Time and uncertainty

I believe any effective estimation technique should have: it captures both time and uncertainty.

Process:

  1. Break down the work into less complex tasks
  2. Estimate uncertainty
  3. Do the math
  4. Refine, if necessary
  5. Track your accuracy

Use the following sizes:

  • small: 1 day
  • medium: 3 days
  • large: 1 week (5 days)
  • extra-large: 2 weeks (10 days)

Use real wall clock time

It is critical to use real wall-clock time, which means: You must map complexity to actual time units. The whole point here is to eventually get to a calendar-time estimate (e.g. “4 - 6 weeks”), and you should do that mapping in as granular a way as possible.

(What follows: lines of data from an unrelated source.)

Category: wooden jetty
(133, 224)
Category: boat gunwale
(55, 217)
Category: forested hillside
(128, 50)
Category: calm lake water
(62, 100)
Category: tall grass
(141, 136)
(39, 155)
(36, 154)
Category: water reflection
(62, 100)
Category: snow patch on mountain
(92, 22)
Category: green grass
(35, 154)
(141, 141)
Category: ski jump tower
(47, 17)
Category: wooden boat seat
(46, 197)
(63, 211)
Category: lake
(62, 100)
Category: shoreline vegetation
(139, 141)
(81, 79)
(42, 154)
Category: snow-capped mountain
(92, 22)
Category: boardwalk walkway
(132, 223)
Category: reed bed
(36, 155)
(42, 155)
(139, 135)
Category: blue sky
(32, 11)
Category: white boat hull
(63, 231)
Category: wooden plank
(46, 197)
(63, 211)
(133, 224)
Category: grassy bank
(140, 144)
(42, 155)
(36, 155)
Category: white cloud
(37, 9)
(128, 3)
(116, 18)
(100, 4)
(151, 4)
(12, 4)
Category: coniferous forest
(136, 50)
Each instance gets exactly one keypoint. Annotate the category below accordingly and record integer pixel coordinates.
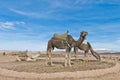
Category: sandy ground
(111, 72)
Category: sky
(29, 24)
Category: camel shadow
(59, 63)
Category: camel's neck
(80, 40)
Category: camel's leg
(50, 57)
(76, 52)
(85, 54)
(66, 57)
(97, 56)
(46, 62)
(69, 59)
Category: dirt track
(104, 74)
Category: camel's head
(83, 33)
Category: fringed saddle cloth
(60, 36)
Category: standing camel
(82, 44)
(63, 41)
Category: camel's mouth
(83, 34)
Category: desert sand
(82, 69)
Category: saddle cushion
(60, 36)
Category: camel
(82, 44)
(63, 41)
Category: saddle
(60, 36)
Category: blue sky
(29, 24)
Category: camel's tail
(96, 55)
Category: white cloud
(6, 25)
(10, 25)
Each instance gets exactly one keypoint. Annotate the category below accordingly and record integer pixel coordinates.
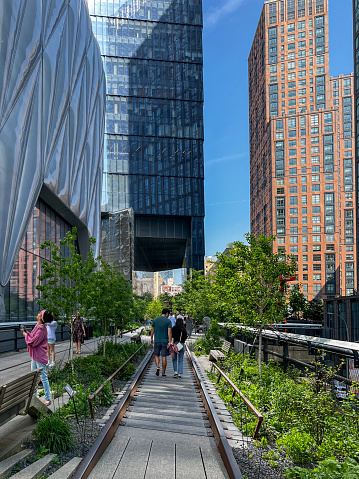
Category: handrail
(111, 378)
(220, 436)
(243, 397)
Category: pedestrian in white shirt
(51, 340)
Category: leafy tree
(297, 304)
(109, 297)
(247, 283)
(64, 281)
(196, 298)
(154, 309)
(299, 308)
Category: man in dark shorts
(162, 330)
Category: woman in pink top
(36, 342)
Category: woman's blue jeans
(179, 358)
(44, 378)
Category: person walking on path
(36, 342)
(172, 318)
(162, 332)
(189, 326)
(179, 336)
(79, 332)
(51, 340)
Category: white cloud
(216, 14)
(222, 159)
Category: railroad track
(162, 425)
(62, 347)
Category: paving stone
(67, 470)
(35, 469)
(7, 464)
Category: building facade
(152, 53)
(356, 101)
(52, 107)
(302, 146)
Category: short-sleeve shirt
(161, 326)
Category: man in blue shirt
(162, 331)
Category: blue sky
(229, 27)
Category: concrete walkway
(15, 364)
(164, 434)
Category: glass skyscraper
(152, 54)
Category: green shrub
(211, 340)
(53, 433)
(81, 402)
(298, 445)
(328, 469)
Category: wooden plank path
(163, 434)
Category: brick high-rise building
(302, 146)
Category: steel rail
(224, 448)
(110, 428)
(110, 379)
(108, 431)
(243, 397)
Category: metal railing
(243, 397)
(110, 379)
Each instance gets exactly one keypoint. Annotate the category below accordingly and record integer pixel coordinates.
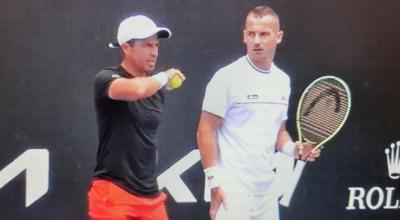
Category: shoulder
(280, 74)
(108, 72)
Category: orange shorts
(108, 201)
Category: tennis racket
(322, 111)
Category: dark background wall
(51, 50)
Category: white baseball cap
(136, 28)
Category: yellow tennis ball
(175, 82)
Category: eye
(251, 34)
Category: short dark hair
(261, 11)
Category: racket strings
(323, 110)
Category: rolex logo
(393, 160)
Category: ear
(124, 48)
(279, 36)
(244, 36)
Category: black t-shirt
(127, 153)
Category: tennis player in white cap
(129, 101)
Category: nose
(257, 39)
(154, 52)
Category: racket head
(323, 109)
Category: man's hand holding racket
(306, 151)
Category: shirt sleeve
(103, 81)
(216, 99)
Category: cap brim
(164, 33)
(113, 45)
(161, 33)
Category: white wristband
(213, 176)
(162, 78)
(289, 148)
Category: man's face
(142, 54)
(261, 36)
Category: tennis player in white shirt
(243, 123)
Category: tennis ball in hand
(175, 82)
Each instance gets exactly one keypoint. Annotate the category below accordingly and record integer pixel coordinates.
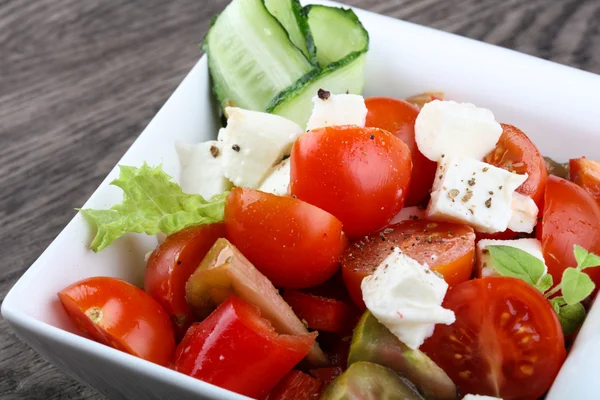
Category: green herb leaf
(576, 285)
(516, 263)
(557, 302)
(571, 316)
(545, 283)
(152, 203)
(585, 259)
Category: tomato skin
(586, 173)
(236, 349)
(294, 244)
(170, 266)
(571, 216)
(515, 152)
(297, 386)
(398, 117)
(321, 313)
(126, 317)
(506, 341)
(446, 247)
(360, 175)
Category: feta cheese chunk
(202, 168)
(524, 213)
(253, 142)
(406, 297)
(485, 264)
(337, 109)
(472, 192)
(278, 180)
(456, 129)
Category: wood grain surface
(80, 79)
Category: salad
(327, 245)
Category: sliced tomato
(236, 349)
(294, 244)
(120, 315)
(506, 341)
(297, 386)
(360, 175)
(321, 313)
(571, 217)
(586, 173)
(515, 152)
(172, 263)
(447, 248)
(398, 117)
(326, 375)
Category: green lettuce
(152, 203)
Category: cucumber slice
(250, 56)
(341, 43)
(345, 77)
(293, 18)
(336, 32)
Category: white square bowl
(556, 105)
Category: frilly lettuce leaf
(152, 203)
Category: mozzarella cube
(486, 266)
(524, 214)
(253, 142)
(408, 213)
(406, 297)
(202, 168)
(337, 109)
(278, 180)
(455, 129)
(472, 192)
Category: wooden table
(79, 80)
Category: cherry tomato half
(398, 117)
(170, 266)
(294, 244)
(447, 248)
(360, 175)
(506, 341)
(236, 349)
(571, 216)
(118, 314)
(516, 153)
(586, 173)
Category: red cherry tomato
(321, 313)
(118, 314)
(516, 153)
(586, 173)
(236, 349)
(360, 175)
(170, 266)
(398, 117)
(506, 342)
(294, 244)
(571, 216)
(447, 248)
(297, 386)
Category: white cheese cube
(337, 109)
(485, 264)
(524, 214)
(472, 192)
(456, 129)
(408, 213)
(253, 142)
(406, 297)
(202, 168)
(278, 180)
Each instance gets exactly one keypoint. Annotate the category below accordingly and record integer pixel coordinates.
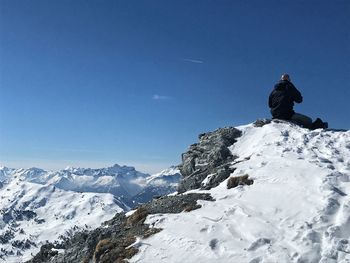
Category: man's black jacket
(282, 98)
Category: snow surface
(38, 206)
(297, 210)
(52, 212)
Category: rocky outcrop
(112, 242)
(207, 163)
(233, 182)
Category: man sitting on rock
(281, 102)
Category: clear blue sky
(92, 83)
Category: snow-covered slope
(297, 209)
(38, 205)
(159, 184)
(32, 214)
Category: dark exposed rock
(261, 122)
(238, 180)
(209, 159)
(111, 242)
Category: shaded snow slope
(159, 184)
(297, 210)
(38, 205)
(32, 214)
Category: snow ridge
(297, 210)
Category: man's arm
(296, 95)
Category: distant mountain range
(38, 205)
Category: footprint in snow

Use real wall-clock hours and days, not idealized “programmer days” that assume engineers will write code 8 hours a day.

Dealing with spikes

Spikes are a concept from agile software development specifically designed for these sorts of cases. The idea is that you spend a bit of time exploring a potential solution, usually by diving in and writing some software. Sometimes the spike ends up becoming part of your project, but more often it’s throw-away code designed to just prove a point.

PERT

Program Evaluation and Review Technique: PERT is a system that’s very close to the one I’ve presented above. PERT asks you to make three estimates: pessimistic (P), optimistic (O), and most likely (M). Then, you calculate a PERT estimate with the formula (O + 4M + P) / 6.

Evidence-based scheduling

Evidence-based scheduling takes a radically different approach to estimation. Instead of starting with estimates, you start with work: dive in without an estimate at first, and track tasks/stories, their sizes, and how long they _actually__ take as you go. Over time, you can then apply the observed times from past stories to your remaining backlog, and an estimate naturally reveals itself.

Cons of evidence based schedule

However, I’ve struggled to make it work: it requires a stable team, relatively consistent work, and projects that are long-lived enough to provide sufficient data to make projections.